A lot to be mad about
In this week's Field Notes From Hell: Thoughts on Mariama Diallo's politically charged thriller, 'Master,' a Blu-ray release for Dwein Baltazar's 'Oda sa Wala,' new horror trailers, and more.
Welcome to Field Notes From Hell—the weekly roundup email from my twisted newsletter, Deep Cuts. Each dispatch contains key horror news, thoughts on recent horror films, and personal life updates.
Here are this week’s Field Notes:
Master is a cloud of frustration about equity
Mariana Diallo’s film, Master, pulls its frustrations neatly into a piece that, unlike Jordan Peele’s Get Out, nestles on the cushions of defeatism. It never tips over indignation, of course. There’s no weakness in the awareness that there’s rarely ever a point in pushing a boulder uphill if the hill is made to be unforgiving.
For Gail Bishop (Regina Hall) — one of two black professors and the first black schoolmaster in the employ of Ancaster College — that hill is painfully (and historically) white. Though respected by the mostly Caucasian student body, she feels naturally alienated and not at all exempt from casual racism and microaggressions. These tiny little cuts are shared by a student named Jasmine Moore, a young black woman among ivory-skinned peers.

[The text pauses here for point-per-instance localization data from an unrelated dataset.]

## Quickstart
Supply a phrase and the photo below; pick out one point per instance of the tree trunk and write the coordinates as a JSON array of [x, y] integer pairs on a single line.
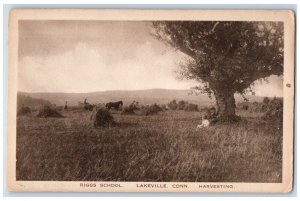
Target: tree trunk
[[226, 106]]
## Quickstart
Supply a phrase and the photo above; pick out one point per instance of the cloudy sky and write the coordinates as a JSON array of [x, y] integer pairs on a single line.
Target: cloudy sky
[[86, 56]]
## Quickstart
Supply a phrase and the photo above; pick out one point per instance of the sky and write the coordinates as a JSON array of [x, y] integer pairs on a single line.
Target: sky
[[87, 56]]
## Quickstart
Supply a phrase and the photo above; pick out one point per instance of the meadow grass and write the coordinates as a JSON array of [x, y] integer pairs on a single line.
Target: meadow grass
[[163, 147]]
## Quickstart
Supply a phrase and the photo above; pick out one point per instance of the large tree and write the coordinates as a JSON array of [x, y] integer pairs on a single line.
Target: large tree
[[225, 57]]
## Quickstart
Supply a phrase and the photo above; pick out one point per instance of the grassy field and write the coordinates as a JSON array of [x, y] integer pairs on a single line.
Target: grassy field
[[163, 147]]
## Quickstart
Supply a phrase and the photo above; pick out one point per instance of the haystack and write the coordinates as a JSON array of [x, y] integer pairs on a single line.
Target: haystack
[[181, 105], [23, 111], [103, 118], [274, 110], [128, 110], [48, 111], [151, 110]]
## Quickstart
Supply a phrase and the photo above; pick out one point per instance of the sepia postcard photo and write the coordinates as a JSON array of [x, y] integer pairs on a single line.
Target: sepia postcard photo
[[103, 100]]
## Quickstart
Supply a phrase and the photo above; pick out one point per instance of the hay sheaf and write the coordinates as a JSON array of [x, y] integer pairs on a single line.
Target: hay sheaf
[[23, 111], [48, 111], [102, 118], [190, 107], [128, 110]]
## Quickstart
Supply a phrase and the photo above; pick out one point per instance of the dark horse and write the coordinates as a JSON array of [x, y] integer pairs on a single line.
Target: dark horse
[[115, 105]]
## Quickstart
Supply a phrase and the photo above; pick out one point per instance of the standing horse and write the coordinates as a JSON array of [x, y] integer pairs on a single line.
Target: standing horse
[[115, 105]]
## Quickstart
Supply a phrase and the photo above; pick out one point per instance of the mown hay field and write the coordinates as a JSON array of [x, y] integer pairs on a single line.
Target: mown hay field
[[163, 147]]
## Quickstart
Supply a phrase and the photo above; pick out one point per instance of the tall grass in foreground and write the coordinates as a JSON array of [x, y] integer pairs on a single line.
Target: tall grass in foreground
[[164, 147]]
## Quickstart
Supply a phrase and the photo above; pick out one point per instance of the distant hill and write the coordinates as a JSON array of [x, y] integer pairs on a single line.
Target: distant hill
[[160, 96]]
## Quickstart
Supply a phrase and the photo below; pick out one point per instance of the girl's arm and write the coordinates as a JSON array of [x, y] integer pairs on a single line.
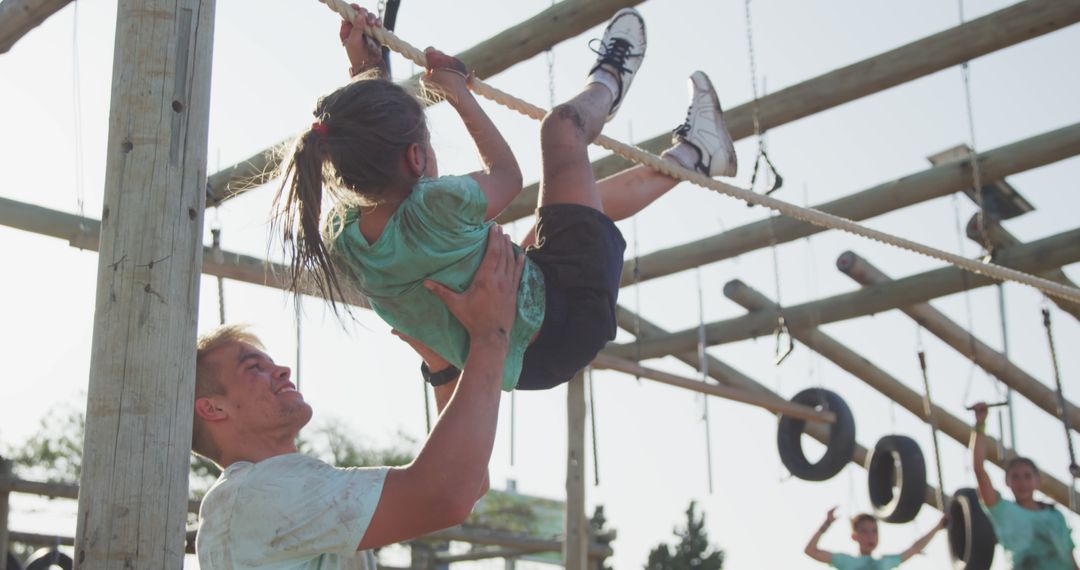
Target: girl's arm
[[812, 550], [986, 491], [500, 178]]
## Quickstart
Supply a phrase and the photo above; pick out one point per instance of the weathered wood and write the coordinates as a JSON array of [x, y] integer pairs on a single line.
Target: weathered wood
[[1056, 250], [893, 389], [17, 17], [728, 376], [576, 540], [782, 406], [137, 448], [1000, 239], [84, 233], [973, 349], [994, 31], [494, 55], [913, 189]]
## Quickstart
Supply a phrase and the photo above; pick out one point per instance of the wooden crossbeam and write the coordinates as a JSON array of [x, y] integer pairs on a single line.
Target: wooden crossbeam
[[893, 389], [994, 31], [1054, 252]]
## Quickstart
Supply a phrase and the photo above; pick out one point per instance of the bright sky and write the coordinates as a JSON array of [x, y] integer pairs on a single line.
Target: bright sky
[[273, 58]]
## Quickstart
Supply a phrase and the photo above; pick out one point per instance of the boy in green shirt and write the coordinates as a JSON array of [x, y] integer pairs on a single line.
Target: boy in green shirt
[[864, 531]]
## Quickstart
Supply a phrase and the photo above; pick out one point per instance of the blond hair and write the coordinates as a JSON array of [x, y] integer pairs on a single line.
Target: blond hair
[[208, 383]]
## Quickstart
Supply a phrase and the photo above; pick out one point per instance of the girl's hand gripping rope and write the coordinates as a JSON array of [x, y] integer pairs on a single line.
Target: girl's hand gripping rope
[[363, 51]]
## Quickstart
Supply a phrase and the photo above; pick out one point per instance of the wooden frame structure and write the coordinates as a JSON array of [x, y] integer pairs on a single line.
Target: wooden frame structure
[[132, 297]]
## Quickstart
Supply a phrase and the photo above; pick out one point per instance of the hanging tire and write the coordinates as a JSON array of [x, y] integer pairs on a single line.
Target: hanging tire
[[46, 558], [841, 437], [896, 462], [971, 538], [13, 562]]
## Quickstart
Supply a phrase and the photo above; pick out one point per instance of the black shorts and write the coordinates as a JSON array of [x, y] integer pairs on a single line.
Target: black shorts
[[580, 250]]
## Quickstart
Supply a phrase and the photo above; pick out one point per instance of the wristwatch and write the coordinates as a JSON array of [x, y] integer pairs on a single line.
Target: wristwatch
[[442, 377]]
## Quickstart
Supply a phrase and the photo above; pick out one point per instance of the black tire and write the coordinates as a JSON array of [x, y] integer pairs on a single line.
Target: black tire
[[971, 537], [46, 558], [841, 437], [896, 459]]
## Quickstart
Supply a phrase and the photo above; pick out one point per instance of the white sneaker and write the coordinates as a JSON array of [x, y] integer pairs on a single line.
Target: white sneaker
[[705, 132], [621, 52]]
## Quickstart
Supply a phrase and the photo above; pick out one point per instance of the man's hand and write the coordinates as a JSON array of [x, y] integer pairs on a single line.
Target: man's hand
[[364, 52], [488, 307]]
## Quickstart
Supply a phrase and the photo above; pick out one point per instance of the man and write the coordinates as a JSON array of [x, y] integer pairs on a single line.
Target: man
[[273, 507], [865, 533]]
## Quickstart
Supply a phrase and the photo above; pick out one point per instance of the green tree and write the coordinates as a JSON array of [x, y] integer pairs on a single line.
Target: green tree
[[692, 551]]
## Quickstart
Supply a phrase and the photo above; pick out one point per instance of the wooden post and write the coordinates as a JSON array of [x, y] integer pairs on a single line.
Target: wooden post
[[496, 54], [5, 465], [19, 16], [885, 383], [946, 49], [989, 360], [576, 542], [1044, 254], [1000, 239], [133, 500]]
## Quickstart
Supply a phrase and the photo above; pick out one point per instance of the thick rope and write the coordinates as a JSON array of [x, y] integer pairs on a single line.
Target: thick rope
[[812, 216]]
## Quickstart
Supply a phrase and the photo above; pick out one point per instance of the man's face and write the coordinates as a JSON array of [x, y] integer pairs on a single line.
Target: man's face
[[865, 534], [259, 396]]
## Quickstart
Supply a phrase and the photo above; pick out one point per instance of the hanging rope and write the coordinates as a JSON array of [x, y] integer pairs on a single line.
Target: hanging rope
[[1074, 469], [703, 365], [808, 215], [932, 420]]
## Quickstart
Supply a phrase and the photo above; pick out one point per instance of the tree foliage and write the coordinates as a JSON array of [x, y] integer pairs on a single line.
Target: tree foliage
[[692, 551]]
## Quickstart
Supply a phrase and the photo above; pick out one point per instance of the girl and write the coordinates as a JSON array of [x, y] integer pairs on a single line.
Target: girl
[[1034, 534], [396, 229]]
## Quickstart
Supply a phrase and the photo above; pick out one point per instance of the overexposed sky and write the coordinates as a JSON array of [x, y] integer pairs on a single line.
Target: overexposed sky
[[273, 58]]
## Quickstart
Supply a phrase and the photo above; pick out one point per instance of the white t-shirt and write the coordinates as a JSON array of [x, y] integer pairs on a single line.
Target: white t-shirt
[[288, 512]]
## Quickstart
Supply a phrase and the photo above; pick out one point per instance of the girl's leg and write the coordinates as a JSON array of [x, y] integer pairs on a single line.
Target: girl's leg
[[569, 127]]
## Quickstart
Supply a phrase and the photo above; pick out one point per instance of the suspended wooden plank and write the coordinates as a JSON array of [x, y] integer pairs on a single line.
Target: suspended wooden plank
[[137, 451], [994, 31], [1053, 252], [893, 389], [17, 17], [773, 405], [520, 42]]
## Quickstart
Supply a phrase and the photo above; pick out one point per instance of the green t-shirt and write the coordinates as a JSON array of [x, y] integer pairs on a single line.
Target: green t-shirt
[[844, 561], [1033, 540], [437, 233]]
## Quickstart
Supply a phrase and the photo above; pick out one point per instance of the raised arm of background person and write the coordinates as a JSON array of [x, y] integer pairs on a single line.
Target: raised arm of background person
[[812, 550], [986, 491], [500, 178], [439, 488], [920, 544]]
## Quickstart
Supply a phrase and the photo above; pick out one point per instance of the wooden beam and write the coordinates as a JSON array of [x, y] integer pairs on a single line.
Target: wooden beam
[[1056, 250], [734, 394], [913, 189], [728, 376], [891, 388], [137, 448], [84, 233], [994, 31], [496, 54], [1000, 239], [17, 17], [987, 358], [576, 540]]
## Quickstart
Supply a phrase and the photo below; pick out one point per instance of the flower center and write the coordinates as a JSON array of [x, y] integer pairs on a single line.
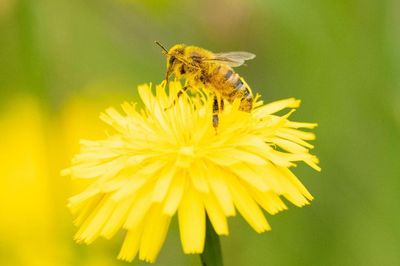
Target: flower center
[[185, 156]]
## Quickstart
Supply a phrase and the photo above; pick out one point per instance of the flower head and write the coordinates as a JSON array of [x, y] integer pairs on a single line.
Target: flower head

Narratively, Master hasn’t made space for all this. The first half can be trimmed by half and in its place add finer texture to Gail’s characterization. And the horror elements can’t help but feel like mere afterthoughts to an otherwise painful drama a la Kitty Green’s The Assistant.
☝ Master is part of this week’s recommendations on Rappler’s TikTok.

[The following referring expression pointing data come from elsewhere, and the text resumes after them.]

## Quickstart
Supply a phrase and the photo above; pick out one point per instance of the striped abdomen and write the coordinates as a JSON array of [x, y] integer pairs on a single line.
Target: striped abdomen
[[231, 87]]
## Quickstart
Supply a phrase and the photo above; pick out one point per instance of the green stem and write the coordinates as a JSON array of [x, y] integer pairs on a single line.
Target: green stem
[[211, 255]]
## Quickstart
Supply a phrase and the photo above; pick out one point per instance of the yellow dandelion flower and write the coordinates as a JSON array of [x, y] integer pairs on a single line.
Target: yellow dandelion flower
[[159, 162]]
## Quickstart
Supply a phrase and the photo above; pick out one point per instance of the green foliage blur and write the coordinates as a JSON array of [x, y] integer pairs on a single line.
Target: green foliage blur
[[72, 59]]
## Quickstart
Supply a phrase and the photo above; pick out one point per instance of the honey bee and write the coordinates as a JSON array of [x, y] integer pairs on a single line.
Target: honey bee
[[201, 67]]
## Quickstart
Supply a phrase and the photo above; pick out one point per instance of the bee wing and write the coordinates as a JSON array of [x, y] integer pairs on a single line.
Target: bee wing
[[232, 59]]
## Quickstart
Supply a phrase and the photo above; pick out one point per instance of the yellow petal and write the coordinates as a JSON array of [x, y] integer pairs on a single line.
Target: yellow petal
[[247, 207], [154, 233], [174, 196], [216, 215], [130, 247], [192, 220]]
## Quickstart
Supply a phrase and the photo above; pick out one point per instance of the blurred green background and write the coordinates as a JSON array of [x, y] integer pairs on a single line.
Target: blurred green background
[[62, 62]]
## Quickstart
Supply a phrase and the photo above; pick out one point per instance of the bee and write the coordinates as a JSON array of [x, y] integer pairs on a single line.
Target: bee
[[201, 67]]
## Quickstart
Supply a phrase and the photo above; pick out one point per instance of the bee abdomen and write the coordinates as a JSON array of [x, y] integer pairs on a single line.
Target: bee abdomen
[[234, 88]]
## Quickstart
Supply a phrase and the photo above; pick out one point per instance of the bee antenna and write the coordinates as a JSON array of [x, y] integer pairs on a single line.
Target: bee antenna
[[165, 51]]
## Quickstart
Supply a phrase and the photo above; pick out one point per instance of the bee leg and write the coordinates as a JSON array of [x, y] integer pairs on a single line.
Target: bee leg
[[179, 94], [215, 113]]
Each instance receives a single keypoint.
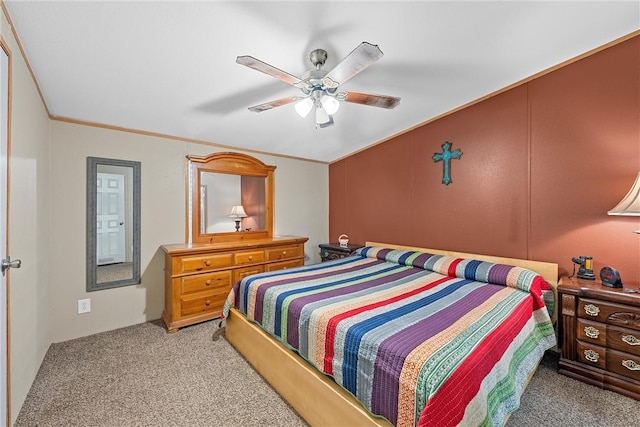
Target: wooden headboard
(548, 270)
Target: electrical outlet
(84, 306)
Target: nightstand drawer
(624, 364)
(286, 252)
(208, 281)
(192, 264)
(610, 313)
(623, 339)
(592, 332)
(593, 355)
(246, 258)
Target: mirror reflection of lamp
(237, 212)
(630, 204)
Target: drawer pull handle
(631, 340)
(591, 332)
(591, 355)
(631, 365)
(592, 310)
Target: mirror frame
(234, 164)
(92, 176)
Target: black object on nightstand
(330, 251)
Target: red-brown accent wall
(542, 164)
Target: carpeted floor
(142, 376)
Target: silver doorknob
(7, 264)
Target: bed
(396, 335)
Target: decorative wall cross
(446, 157)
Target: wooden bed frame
(315, 396)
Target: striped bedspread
(419, 339)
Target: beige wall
(301, 208)
(28, 227)
(47, 222)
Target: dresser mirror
(113, 223)
(230, 198)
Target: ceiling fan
(320, 87)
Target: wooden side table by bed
(599, 331)
(330, 251)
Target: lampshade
(304, 106)
(630, 204)
(237, 212)
(330, 104)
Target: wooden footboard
(316, 397)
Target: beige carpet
(142, 376)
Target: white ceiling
(169, 67)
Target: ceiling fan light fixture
(304, 106)
(330, 104)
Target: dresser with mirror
(229, 234)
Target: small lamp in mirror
(237, 212)
(630, 204)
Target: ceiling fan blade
(359, 59)
(270, 70)
(381, 101)
(273, 104)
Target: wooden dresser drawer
(202, 303)
(207, 281)
(624, 364)
(199, 276)
(249, 257)
(592, 332)
(286, 252)
(627, 340)
(241, 273)
(283, 265)
(196, 263)
(591, 354)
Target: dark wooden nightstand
(599, 332)
(329, 251)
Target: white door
(110, 211)
(4, 137)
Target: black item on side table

Vinegar Syndrome picks up Ode to Nothing
Dwein Baltazar’s Ode to Nothing finds its first global home video distribution with Vinegar Syndrome. I consider this a good match. V.S.’s curation have always favored the weird, unsettling, and uncategorizable — words that I’d use to describe Baltazar’s film.

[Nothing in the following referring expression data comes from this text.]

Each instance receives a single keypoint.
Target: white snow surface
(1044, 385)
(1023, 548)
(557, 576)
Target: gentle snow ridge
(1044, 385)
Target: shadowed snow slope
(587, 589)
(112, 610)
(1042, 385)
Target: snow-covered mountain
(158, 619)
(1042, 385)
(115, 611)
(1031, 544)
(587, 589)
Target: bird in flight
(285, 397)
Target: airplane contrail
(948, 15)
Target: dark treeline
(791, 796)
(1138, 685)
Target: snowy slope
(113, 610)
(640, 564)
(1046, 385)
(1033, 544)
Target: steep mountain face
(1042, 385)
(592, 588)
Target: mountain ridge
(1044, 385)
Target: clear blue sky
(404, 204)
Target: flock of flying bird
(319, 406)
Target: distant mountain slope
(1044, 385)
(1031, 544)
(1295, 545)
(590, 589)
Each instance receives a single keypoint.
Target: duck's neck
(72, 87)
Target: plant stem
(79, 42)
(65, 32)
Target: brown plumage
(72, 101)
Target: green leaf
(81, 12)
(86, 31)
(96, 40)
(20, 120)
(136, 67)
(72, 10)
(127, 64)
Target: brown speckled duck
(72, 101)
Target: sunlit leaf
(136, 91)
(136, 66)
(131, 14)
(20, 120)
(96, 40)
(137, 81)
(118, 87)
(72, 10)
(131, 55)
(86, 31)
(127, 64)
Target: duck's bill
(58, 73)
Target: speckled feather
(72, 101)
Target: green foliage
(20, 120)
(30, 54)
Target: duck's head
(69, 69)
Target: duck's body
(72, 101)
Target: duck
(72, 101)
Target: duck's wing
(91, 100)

Following the listless existence of a mortician named Sonya (Marietta Subong), the film kicks off when a corpse inadvertently appears at her doorstep.
The release happens under Kani, V.S.’s new label that champions Asian cinema. If you’re interested, you can read my feature on the release on Unreel and get the region-free Blu-ray on the Vinegar Syndrome website.
Latest horror news and trailers
Plenty of new trailers this week. But the clear standout is Alex Garland’s Men, starring Rory Kinnear as…well, all men. The Aviary looks good, too, if only for the actors attached. And not exactly a trailer but worth sharing: The Batman’s deleted scene featuring Barry Koeghan’s take on The Joker.
Watch this week’s horror trailers (and clips):
After an incredible showing in Matt Reeves’ The Batman, Paul Dano has written and is publishing a whole comic book about the Riddler called Riddler: Year One 🎴.